PARTICLE_RE = re.compile(r'p=<(-?\d+),(-?\d+),(-?\d+)>, '
r'v=<(-?\d+),(-?\d+),(-?\d+)>, '
r'a=<(-?\d+),(-?\d+),(-?\d+)>')
def parse_input(lines):
x = []
v = []
a = []
for l in lines:
m = PARTICLE_RE.match(l)
x.append([int(x) for x in m.group(1, 2, 3)])
v.append([int(x) for x in m.group(4, 5, 6)])
a.append([int(x) for x in m.group(7, 8, 9)])
return (np.arange(len(x)), np.array(x), np.array(v), np.array(a))
i, x, v, a = parse_input(fi.input())
Now we can calculate which particle will be closest to the origin in the long-term: this is simply the particle with the smallest acceleration. It turns out that several have the same acceleration, so of these, the one we want is the one with the lowest starting velocity.
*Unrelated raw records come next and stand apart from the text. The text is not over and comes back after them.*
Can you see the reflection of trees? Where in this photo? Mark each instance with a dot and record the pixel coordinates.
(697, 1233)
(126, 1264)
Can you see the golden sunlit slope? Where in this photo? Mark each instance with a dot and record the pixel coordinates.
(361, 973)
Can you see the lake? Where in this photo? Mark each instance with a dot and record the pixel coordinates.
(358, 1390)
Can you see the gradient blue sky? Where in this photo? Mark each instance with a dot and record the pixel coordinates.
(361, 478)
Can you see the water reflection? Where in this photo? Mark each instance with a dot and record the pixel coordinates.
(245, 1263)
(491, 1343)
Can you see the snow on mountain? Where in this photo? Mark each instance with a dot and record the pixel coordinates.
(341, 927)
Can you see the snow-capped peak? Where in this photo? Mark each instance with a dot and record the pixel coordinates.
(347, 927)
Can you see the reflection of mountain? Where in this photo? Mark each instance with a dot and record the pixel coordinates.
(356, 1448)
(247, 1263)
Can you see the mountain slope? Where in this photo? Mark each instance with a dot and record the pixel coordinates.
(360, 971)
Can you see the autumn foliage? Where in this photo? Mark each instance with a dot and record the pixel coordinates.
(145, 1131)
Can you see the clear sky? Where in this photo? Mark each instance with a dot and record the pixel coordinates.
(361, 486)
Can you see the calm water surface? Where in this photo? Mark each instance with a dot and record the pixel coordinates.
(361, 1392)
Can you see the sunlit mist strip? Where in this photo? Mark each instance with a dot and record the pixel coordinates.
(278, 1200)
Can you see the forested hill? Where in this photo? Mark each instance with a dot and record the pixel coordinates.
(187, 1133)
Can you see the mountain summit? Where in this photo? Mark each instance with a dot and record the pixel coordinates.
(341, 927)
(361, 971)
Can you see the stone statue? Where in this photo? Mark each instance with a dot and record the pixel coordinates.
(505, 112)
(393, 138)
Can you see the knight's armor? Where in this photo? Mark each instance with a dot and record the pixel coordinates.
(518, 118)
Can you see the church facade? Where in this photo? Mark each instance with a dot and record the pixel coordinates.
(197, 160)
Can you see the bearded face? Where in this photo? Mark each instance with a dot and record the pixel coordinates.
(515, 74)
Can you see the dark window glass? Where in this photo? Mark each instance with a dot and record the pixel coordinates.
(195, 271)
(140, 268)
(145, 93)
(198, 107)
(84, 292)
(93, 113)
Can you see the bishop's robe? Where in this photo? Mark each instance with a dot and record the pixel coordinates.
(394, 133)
This is only complicated slightly by the need to get the number of the particle rather than its other information, hence the need to use numpy.argmin
.
a_abs = np.sum(np.abs(a), axis=1)
a_min = np.min(a_abs)
a_i = np.squeeze(np.argwhere(a_abs == a_min))
closest = i[a_i[np.argmin(np.sum(np.abs(v[a_i]), axis=1))]]
print("Closest: ", closest)
Now we define functions to simulate collisions between particles. We have to use the return_index
and return_counts
options to numpy.unique
to be able to get rid of all the duplicate positions (the standard usage is to keep one of each duplicate).
def resolve_collisions(x, v, a):
(_, i, c) = np.unique(x, return_index=True, return_counts=True, axis=0)
i = i[c == 1]
return x[i], v[i], a[i]
The termination criterion for this loop is an interesting aspect: the most robust to my mind seems to be that eventually the particles will end up sorted in order of their initial acceleration in terms of distance from the origin, so you could check for this but that’s pretty computationally expensive. In the end, all that was needed was a bit of trial and error: terminating arbitrarily after 1,000 iterations seems to work! In fact, all the collisions are over after about 40 iterations for my input but there was always the possibility that two particles with very slightly different accelerations would eventually intersect much later.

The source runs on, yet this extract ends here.